The NAACP New Bedford Branch strongly opposes a bill now before the Massachusetts legislature, H.1234, which would re-classify “Big Gig” drivers (Lyft and Uber) as independent contractors and no longer treat them as company employees. For many years the NAACP has regarded legislation of this sort as hostile if not destructive to working people. Real jobs with collective bargaining rights provide not only working wages for working families but the right to democratize workplaces.

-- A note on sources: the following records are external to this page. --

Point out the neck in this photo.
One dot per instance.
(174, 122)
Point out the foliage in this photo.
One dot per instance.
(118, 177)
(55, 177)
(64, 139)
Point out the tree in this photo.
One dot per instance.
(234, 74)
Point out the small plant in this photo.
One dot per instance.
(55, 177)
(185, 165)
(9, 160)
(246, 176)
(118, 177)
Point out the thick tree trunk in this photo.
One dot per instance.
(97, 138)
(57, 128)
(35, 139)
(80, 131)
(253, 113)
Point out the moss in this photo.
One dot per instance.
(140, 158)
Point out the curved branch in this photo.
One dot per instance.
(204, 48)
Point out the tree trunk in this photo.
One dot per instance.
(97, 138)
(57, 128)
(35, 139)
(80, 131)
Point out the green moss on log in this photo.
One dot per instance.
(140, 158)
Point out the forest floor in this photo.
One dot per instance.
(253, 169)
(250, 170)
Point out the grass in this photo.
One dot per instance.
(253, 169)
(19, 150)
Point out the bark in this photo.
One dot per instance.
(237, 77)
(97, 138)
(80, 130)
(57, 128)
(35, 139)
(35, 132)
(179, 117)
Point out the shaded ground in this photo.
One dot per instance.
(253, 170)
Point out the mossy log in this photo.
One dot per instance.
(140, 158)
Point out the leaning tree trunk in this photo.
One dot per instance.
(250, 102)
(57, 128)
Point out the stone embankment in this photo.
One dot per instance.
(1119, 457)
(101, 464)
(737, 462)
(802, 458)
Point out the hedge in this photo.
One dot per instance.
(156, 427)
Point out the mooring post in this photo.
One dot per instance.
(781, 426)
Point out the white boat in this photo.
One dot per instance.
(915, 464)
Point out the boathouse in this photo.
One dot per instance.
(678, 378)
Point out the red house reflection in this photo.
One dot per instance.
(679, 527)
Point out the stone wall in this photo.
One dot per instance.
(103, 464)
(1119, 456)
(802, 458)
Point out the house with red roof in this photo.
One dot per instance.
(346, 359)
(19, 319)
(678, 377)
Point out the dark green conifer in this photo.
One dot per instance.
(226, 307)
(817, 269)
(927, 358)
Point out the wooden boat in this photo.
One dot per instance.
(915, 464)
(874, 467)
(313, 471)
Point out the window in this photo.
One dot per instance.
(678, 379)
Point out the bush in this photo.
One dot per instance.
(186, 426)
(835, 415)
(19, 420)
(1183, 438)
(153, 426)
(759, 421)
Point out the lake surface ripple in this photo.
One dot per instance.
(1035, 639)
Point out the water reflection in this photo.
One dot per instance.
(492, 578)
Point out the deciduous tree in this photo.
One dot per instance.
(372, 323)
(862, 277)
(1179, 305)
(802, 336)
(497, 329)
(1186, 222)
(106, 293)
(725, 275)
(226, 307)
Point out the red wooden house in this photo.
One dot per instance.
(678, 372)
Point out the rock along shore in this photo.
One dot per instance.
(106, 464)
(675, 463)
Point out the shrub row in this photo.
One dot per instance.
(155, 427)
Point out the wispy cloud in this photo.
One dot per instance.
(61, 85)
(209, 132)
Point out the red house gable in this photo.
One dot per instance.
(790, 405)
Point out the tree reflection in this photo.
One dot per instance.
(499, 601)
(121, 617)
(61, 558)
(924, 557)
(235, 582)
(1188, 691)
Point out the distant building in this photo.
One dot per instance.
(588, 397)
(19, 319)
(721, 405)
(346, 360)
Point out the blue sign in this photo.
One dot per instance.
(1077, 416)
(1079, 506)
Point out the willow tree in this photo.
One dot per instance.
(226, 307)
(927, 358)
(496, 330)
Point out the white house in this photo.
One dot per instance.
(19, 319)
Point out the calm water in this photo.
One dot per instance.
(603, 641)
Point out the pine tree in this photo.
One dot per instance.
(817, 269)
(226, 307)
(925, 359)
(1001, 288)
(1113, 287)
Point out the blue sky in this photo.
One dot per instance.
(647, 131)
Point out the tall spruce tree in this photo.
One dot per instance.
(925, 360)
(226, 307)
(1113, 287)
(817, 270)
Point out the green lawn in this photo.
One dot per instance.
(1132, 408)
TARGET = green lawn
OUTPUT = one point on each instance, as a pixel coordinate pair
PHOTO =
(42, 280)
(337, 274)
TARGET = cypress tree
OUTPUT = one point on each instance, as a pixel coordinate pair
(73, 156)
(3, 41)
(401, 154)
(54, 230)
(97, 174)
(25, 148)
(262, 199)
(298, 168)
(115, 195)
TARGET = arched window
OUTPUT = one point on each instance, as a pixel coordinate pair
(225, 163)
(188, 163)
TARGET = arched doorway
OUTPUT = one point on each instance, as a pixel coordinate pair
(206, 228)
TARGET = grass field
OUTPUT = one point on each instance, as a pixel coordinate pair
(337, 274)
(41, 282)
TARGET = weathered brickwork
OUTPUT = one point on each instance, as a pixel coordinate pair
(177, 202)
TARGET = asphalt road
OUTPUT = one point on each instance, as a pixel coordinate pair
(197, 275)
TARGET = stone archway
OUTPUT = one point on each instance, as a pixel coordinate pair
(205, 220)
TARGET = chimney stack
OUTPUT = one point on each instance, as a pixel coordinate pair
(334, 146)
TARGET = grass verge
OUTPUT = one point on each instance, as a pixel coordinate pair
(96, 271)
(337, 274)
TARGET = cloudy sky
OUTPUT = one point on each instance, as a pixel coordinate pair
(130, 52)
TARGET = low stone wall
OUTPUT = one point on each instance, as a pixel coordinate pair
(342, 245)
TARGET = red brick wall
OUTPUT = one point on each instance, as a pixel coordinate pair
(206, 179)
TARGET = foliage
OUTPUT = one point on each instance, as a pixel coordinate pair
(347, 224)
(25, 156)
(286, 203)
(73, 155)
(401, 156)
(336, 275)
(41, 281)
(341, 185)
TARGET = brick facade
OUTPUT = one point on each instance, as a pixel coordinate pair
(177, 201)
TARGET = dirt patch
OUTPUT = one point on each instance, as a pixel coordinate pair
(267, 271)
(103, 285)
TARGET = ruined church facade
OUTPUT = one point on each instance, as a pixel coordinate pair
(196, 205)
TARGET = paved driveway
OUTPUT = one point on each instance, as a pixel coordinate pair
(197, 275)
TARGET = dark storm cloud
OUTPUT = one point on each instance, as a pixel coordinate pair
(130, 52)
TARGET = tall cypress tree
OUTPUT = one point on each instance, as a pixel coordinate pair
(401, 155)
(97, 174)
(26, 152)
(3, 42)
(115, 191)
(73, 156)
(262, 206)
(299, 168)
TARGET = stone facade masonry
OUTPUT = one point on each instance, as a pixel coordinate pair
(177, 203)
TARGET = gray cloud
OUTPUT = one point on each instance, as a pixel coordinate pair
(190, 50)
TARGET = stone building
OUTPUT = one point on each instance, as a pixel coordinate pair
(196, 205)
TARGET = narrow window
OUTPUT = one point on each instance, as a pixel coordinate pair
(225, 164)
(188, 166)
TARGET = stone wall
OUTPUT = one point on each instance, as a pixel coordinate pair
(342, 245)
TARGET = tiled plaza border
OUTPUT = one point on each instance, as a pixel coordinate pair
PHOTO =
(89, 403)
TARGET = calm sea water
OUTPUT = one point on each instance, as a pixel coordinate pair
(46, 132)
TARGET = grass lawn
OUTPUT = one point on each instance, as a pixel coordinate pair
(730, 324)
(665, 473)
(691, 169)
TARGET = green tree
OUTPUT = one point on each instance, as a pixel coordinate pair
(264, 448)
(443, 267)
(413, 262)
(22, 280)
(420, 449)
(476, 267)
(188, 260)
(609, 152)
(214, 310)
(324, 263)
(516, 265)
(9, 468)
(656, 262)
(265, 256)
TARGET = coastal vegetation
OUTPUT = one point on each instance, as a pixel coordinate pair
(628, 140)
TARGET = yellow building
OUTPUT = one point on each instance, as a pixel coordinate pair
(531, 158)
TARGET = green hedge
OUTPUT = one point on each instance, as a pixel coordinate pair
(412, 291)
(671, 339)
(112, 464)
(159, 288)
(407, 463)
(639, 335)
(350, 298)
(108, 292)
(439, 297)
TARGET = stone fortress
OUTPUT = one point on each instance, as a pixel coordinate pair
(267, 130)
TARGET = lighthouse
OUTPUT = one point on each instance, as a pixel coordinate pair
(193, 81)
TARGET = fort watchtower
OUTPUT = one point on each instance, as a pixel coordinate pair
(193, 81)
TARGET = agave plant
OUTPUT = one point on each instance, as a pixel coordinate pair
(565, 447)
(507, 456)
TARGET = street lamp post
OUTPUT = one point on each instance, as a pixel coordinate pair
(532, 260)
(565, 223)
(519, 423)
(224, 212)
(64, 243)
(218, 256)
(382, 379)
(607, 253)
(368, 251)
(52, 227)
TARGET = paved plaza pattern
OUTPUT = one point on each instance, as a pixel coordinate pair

The National Employment Law Project has found that Black workers comprise nearly one quarter of all workers in the gig economy. They and all workers deserve the rights and protections of all other employees under the law.
Why we oppose H.1234
In recent years, Massachusetts has strengthened the rights of workers, adding paid sick time, annually increasing the minimum wage (now $13.50) to reach $15 per hour, and, most recently, expanding paid family and medical leave to all. These changes have been particularly important for low-wage workers, raising standards of work across the state. Big Gig’s business model is built on denying workers these and others rights, shifting hundreds of millions of dollars in labor costs onto their workers and government safety nets. For example, gig economy employers refuse to contribute to state and federal unemployment programs. During the pandemic, Congress was forced to step in to cover gig workers, but their benefits were smaller and significantly delayed.
The Uber/Lyft-backed bill would exclude hundreds of thousands of workers from the rights and protections by significantly narrowing who is an “employee” under Massachusetts law (the so-called ABC Test, MGL Ch. 149, § 148B). Current Massachusetts law includes the critical presumption that any individual “performing any service” is an “employee.” Under law “employees” are entitled to rights and protections, including minimum wage, paid sick time, and paid family leave, unemployment insurance and worker’s compensation, the right to join a union, and protections against sexual harassment and racial discrimination at work.
Attorney General Healey is currently suing Uber and Lyft for illegally denying these rights to their employees. Rather than complying, Big Gig now wants to rewrite the long-standing law to exclude their workers entirely, filing language that, for “all essential purposes […] an app-based driver is an independent contractor and not an employee.” AG Healey and her Fair Labor Division won a significant victory in court on March 25. Now is the time to protect and to build on current Mass law, not allow Big Gig to rewrite the law to deny rights and protections to workers.
The two corporation-friendly sponsors of this bill have both received “D’s” on a legislative scorecard that Progressive Mass keeps updated. One of the sponsors of this anti-labor legislation has a long history of wrong-sided votes and abstentions on everything from police reform, expanded voting rights, legislative transparency, tax giveaways for corporations and the rich, informed medical consent, and immigrant rights. At least one has is already receiving Big Gig contributions (see ocpf.us):
The language that would change Gig Workers from company employees to independent contractors can be found in Section 5 (f), toward the end of the bill. The beginning portion of the bill provides rights that the Gig Workers would have anyway as company employees or union workers.
We strongly urge the Legislature to let H.1234 die.